Eine effektive Suchmaschinenoptimierung kann bloß dann gelingen, wenn man dabei Hauptaugenmerk auf die grundsätzlichen Kriterien sowohl der Offpage Optimierung als auch der Onpage Optimierung richtet. Ohne Zweifel zählen hierzu auch entsprechende Backlinks, wenn sie entweder von Ihnen durch Linktausch mit anderen Webmastern erworben worden sind oder in gute Spinningtexte eingebettet wurden. Bekommen können Sie solche Texte zu jeder Zeit über einen Text Spinner. Was die positiven Signale aus den sozialen Medien und die Imagepflege in Bezug auf den Bekanntheitsgrad einer Marke angeht, sollten diese gleichfalls nicht vernachlässigt werden.
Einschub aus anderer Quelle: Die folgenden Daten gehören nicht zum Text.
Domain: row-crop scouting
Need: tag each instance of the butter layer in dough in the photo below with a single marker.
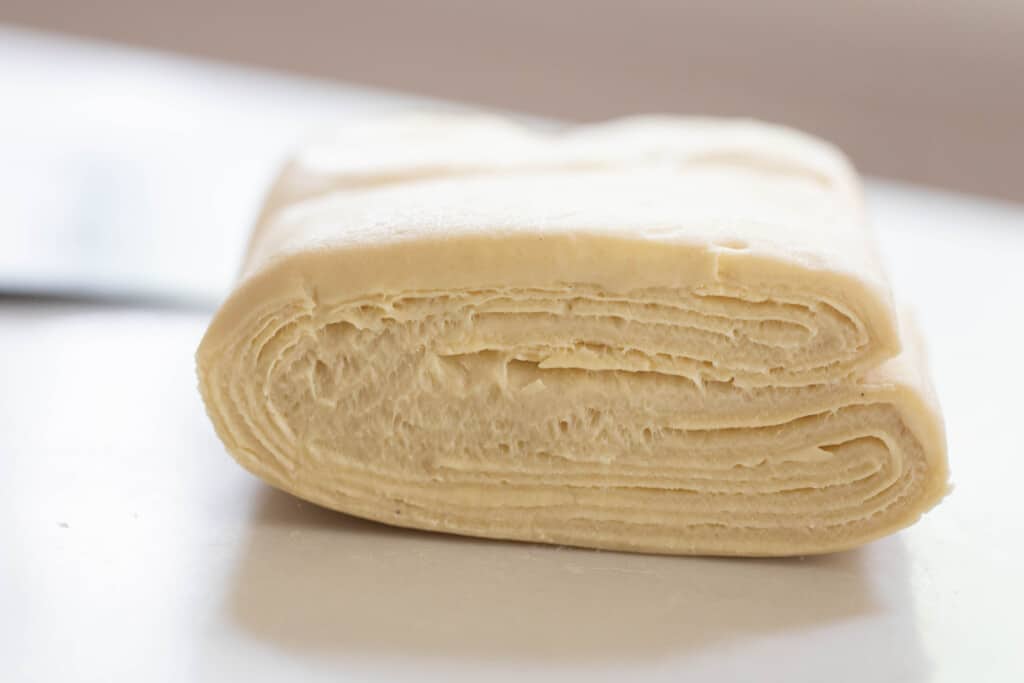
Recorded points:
(656, 335)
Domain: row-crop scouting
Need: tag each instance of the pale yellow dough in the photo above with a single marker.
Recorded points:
(658, 335)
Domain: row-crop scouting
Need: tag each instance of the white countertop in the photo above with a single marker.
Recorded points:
(132, 548)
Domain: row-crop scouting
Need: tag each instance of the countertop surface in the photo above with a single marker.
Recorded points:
(133, 548)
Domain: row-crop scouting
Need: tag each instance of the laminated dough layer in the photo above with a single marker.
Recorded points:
(660, 335)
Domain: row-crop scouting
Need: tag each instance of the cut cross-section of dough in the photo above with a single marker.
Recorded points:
(660, 335)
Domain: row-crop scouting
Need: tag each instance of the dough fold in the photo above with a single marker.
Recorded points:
(658, 335)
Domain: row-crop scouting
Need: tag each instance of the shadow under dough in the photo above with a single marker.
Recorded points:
(318, 582)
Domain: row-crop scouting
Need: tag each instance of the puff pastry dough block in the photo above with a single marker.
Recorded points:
(658, 335)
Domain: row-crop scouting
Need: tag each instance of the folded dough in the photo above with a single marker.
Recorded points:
(660, 335)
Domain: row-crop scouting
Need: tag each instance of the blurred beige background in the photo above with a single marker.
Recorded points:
(931, 92)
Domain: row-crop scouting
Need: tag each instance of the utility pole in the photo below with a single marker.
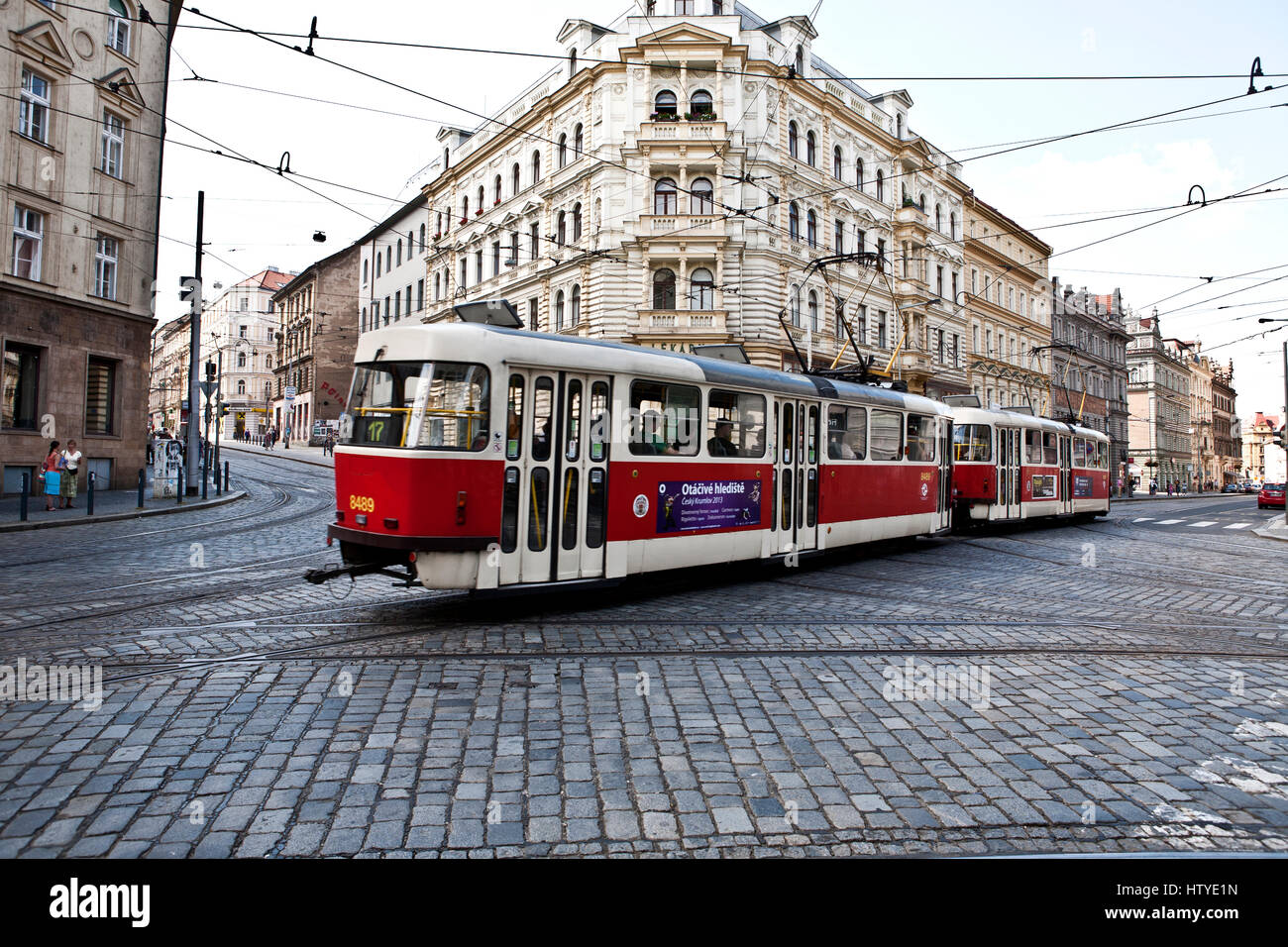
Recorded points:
(194, 351)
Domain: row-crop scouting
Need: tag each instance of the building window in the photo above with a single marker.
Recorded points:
(702, 290)
(119, 27)
(702, 197)
(101, 397)
(114, 146)
(664, 196)
(699, 106)
(34, 107)
(664, 289)
(104, 266)
(29, 228)
(20, 385)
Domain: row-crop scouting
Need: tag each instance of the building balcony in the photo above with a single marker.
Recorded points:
(682, 226)
(665, 322)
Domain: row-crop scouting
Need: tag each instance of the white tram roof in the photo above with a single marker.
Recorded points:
(1016, 419)
(514, 347)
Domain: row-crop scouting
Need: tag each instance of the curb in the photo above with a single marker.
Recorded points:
(130, 514)
(274, 454)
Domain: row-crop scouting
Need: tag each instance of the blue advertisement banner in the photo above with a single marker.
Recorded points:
(684, 505)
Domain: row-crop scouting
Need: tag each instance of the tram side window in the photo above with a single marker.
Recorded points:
(514, 419)
(885, 436)
(1050, 450)
(665, 419)
(921, 438)
(542, 411)
(735, 424)
(974, 442)
(846, 432)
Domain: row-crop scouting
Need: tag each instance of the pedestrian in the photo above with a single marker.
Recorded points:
(50, 474)
(71, 470)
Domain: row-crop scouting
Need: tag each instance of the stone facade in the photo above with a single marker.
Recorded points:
(317, 337)
(81, 176)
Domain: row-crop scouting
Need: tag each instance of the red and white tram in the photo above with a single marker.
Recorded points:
(1010, 466)
(485, 458)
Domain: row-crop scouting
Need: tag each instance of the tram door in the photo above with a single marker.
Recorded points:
(797, 475)
(1065, 474)
(1008, 472)
(945, 472)
(554, 509)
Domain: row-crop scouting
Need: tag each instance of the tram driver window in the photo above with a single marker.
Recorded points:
(921, 438)
(665, 419)
(846, 433)
(885, 436)
(735, 424)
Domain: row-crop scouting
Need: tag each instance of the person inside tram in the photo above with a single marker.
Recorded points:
(721, 445)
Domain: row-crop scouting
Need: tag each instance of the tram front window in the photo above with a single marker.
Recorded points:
(438, 406)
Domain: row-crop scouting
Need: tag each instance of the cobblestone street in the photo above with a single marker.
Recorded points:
(1117, 685)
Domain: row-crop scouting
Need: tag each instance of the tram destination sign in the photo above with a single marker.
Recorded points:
(683, 505)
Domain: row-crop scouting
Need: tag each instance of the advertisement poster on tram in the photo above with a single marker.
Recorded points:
(683, 505)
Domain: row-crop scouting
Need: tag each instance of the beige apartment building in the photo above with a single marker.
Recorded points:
(80, 184)
(1006, 300)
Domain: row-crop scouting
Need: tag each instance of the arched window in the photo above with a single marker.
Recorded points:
(700, 197)
(664, 289)
(664, 196)
(699, 105)
(702, 290)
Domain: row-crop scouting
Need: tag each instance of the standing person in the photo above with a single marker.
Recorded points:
(71, 470)
(50, 474)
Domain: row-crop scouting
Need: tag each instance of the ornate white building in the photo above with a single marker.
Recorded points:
(673, 182)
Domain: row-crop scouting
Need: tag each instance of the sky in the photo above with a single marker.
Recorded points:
(256, 218)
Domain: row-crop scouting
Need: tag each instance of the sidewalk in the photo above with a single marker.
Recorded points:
(300, 453)
(108, 505)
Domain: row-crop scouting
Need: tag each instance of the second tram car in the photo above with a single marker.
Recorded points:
(1010, 466)
(483, 458)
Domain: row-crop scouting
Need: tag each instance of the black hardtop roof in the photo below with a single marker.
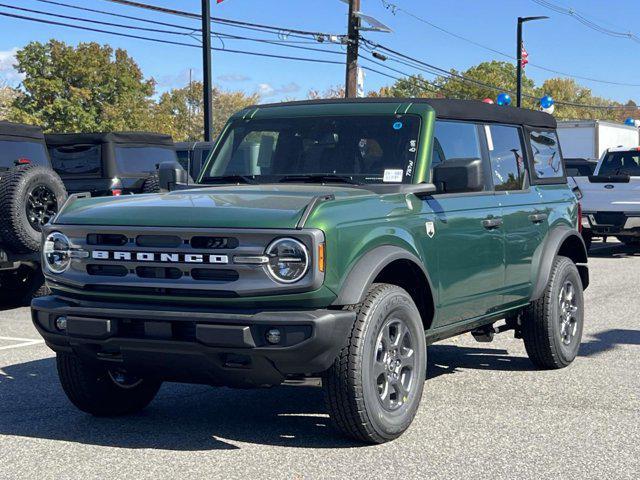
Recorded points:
(61, 139)
(472, 110)
(11, 129)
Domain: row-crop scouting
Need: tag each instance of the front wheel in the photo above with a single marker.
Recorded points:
(103, 392)
(374, 387)
(552, 325)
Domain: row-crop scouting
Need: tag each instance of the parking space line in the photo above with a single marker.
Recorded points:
(24, 342)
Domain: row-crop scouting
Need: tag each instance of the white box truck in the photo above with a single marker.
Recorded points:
(589, 139)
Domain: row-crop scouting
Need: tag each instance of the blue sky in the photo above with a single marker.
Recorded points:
(560, 43)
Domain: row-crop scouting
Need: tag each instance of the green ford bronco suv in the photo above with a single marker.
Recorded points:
(332, 239)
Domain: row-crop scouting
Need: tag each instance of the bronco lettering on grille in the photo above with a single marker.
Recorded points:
(159, 257)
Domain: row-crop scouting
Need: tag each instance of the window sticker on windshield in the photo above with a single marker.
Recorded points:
(392, 175)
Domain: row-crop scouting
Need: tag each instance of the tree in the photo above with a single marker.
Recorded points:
(179, 112)
(86, 88)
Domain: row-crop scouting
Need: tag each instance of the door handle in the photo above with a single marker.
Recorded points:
(538, 217)
(492, 223)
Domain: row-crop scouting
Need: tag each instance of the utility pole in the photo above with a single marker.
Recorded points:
(353, 38)
(521, 20)
(206, 68)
Sowohl für die Onpage Optimierung als auch die Offpage Optimierung existieren zahlreiche Instrumente, die es möglich machen, eine aussagekräftige Überprüfung der eigenen Seite hinsichtlich eventueller Modifizierungen vorzunehmen. Sie können beispielsweise die Anzahl der aktuellen wie auch der „toten“ Backlinks messen, die auf Ihre Website verweisen. Links, welche nicht mehr funktionieren, unbedingt gelöscht werden.